When do you get a credit card sign-up bonus?

When you sign up for a bonus rewards card, you’ll receive your bonus when you meet the card’s eligibility requirements. This could mean simply making a purchase, or you may need to spend a certain amount over a set period of time. The card could also require you to spend money with a particular merchant.

Are sign-up bonuses taxable on credit cards?

The bonus rewards that you receive are not taxable. They’re considered a rebate as opposed to taxable income. That simplifies things come tax time, when you will not have to claim your bonus as income.

Can you open multiple cards to get more sign-up bonuses?

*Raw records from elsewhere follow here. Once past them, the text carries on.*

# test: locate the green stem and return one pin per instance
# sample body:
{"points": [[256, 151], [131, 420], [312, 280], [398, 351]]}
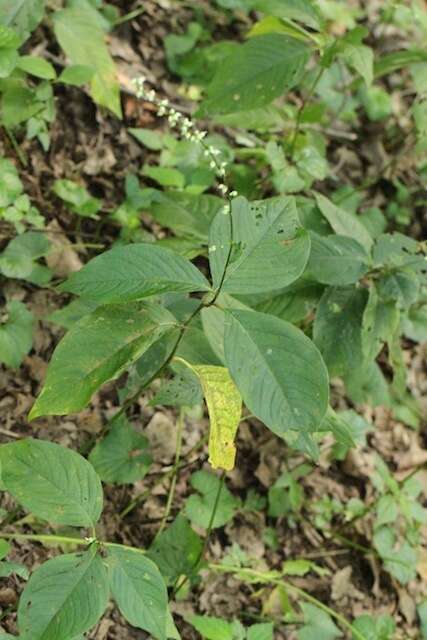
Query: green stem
{"points": [[21, 155], [307, 35], [174, 471], [54, 539], [301, 109], [268, 578], [142, 496], [178, 586]]}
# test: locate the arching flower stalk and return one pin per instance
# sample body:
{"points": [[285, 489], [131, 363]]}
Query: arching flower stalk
{"points": [[187, 130]]}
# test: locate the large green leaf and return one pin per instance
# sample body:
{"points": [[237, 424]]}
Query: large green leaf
{"points": [[336, 260], [303, 11], [96, 349], [52, 482], [133, 272], [278, 370], [22, 15], [199, 508], [122, 456], [83, 40], [66, 596], [338, 328], [176, 550], [343, 222], [139, 590], [16, 334], [259, 71], [270, 248]]}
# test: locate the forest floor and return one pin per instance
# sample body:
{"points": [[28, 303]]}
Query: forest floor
{"points": [[98, 150]]}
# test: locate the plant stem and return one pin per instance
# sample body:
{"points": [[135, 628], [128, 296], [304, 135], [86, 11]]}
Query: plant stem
{"points": [[141, 496], [21, 155], [268, 578], [301, 109], [174, 472], [178, 587], [53, 539]]}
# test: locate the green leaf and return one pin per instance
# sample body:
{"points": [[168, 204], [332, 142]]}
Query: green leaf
{"points": [[263, 631], [343, 222], [121, 457], [38, 67], [213, 322], [199, 508], [166, 176], [81, 37], [422, 614], [156, 356], [16, 333], [64, 597], [186, 214], [317, 624], [336, 260], [139, 590], [258, 72], [177, 550], [212, 628], [183, 390], [360, 58], [98, 348], [135, 271], [9, 568], [380, 628], [21, 15], [8, 61], [303, 11], [270, 249], [401, 286], [52, 482], [294, 304], [278, 371], [11, 186], [337, 329], [77, 75], [396, 60], [379, 324], [71, 313], [225, 408], [399, 559], [18, 259], [18, 105]]}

Technically, you can open multiple cards to receive more signing bonuses, but there are limitations. You won’t be able to open the same card multiple times, though you may be able to open a number of different cards. However, you eventually may get automatically declined if a card company sees that you’ve opened several recent accounts. Opening several accounts also may not be a good idea, as hard inquiries when you apply for credit have a negative impact on your credit score.


Photo credit: iStock/nuchao

Financial Tips & Strategies: The tips provided on this website are of a general nature and do not take into account your specific objectives, financial situation, and needs. You should always consider their appropriateness given your own circumstances.

Tax Information: This article provides general background information only and is not intended to serve as legal or tax advice or as a substitute for legal counsel. You should consult your own attorney and/or tax advisor if you have a question requiring legal or tax advice.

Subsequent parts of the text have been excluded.